Asia solidly lower on global uneasiness

Stocks in Asia were broadly lower across the board amid growing sovereign debt concerns in the Eurozone and some uneasiness ahead of the key labor report out of the US. Taiwan’s Taiex Index fell 4.3% to lead the way, followed by Hong Kong’s Hang Seng and South Korea’s Kospi Indexes, which both posted declines over 3.0%. Financial firms and commodity related issues were the worst performers, while shares in Hong Kong were also pressured by a 10% tumble in shares of China’s largest PC maker Lenovo Group (LNVGY $14) even after it posted better-than-expected profits late yesterday, as it warned that high component costs could erode profits in the company’s current quarter. Meanwhile, Japan’s Nikkei 225 Index fell 2.9% as the solid advances in the yen versus the dollar and other major currencies exacerbated the aforementioned uneasiness toward the global economy, due to the negative implications of a stronger Japanese currency on revenues of companies that rely heavily on sales in the US and other global economies outside the Asian nation. However, shares of Toyota Motor Corp. (TM $72) managed to gain ground, stemming the recent tumble on recall concerns, even amid reports that the company will announce a recall of its Prius Hybrid cars. The company held a press conference today and apologized for the recall issues and said it is still considering measures regarding its Prius vehicles. Also, shares of Sony Corp. (SNE $34) eked out a gain in reaction to the company’s report late yesterday where it posted its first profit in five quarters and lifted its annual outlook. After today’s closing bell in Japan, Panasonic Corp. (PC $16) reported a quarterly profit jump and raised its annual operating profit and sales forecast. In economic news in Japan, the country’s preliminary release of the Leading Index rose more than expected in December.

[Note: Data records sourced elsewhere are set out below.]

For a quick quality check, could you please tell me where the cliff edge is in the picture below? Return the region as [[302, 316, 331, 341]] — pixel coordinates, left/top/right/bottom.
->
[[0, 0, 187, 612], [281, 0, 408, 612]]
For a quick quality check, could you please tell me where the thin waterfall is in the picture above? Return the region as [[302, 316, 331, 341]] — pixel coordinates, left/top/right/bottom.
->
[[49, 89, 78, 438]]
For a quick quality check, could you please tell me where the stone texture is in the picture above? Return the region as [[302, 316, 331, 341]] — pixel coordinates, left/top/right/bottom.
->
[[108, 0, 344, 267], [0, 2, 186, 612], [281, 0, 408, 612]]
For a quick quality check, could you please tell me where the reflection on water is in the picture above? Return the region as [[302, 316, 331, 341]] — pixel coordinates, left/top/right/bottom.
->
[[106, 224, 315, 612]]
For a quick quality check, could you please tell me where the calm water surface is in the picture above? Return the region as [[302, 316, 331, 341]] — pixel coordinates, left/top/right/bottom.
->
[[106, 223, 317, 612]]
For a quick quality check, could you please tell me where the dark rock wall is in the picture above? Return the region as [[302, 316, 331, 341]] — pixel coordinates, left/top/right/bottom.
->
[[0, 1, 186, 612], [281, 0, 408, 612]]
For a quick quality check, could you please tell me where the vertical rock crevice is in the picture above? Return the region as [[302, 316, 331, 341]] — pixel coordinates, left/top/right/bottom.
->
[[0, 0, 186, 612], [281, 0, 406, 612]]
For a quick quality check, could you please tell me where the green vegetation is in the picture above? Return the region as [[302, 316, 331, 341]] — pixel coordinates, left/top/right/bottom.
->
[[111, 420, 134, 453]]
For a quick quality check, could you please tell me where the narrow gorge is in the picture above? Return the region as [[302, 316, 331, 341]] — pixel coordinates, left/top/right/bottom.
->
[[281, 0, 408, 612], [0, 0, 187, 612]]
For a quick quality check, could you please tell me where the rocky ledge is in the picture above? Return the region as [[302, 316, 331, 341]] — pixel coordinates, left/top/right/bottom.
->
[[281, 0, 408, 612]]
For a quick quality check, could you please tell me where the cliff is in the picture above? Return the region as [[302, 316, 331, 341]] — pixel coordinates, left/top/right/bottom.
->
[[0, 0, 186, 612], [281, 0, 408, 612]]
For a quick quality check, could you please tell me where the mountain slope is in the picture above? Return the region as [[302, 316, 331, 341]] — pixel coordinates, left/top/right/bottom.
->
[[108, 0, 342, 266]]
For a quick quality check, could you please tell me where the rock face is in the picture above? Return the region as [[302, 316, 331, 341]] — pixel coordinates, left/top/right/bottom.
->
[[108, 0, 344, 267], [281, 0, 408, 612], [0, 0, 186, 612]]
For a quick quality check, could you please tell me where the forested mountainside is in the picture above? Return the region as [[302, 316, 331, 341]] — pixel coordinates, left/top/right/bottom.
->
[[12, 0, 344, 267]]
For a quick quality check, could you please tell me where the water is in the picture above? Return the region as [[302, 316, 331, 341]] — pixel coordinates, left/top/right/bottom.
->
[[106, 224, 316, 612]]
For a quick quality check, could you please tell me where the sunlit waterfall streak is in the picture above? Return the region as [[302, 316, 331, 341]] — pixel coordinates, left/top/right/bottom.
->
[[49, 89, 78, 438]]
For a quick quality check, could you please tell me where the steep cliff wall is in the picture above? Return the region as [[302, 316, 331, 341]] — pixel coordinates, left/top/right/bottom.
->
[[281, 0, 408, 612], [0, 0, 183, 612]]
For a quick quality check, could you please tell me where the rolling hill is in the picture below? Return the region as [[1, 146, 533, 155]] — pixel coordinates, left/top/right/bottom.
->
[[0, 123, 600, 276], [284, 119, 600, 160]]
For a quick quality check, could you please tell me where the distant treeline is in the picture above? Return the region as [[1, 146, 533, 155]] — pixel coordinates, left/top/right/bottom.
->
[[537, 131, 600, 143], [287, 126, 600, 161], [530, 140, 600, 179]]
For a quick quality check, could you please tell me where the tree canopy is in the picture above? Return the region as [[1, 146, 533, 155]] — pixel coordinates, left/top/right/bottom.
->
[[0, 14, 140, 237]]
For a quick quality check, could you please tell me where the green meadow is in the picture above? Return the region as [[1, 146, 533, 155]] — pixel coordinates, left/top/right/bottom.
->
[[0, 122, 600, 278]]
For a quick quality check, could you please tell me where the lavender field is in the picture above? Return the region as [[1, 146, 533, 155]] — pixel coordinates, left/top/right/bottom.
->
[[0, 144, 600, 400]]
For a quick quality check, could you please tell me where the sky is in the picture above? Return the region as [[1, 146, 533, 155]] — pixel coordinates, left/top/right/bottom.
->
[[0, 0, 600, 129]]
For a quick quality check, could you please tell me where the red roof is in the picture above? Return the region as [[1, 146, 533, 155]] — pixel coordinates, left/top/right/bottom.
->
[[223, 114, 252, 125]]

Australia’s S&P/ASX 200 Index fell 2.3% as the weakness in commodities weighed on the resource-heavy nation, overshadowing the Reserve Bank of Australia’s quarterly monetary policy statement, in which it said the economy will grow at an annual pace of 3.25%, while factoring in a 75 basis point increase in its benchmark lending rate. Also, the RBA’s statement said it is likely that borrowing costs will be increased further over time to ensure that inflation stays within the central bank’s target range of 2-3%. Rounding out the dismal day in Asia, China’s Shanghai Composite Index fell 1.9% and India’s BSE Sensex 30 Index fell 2.7%.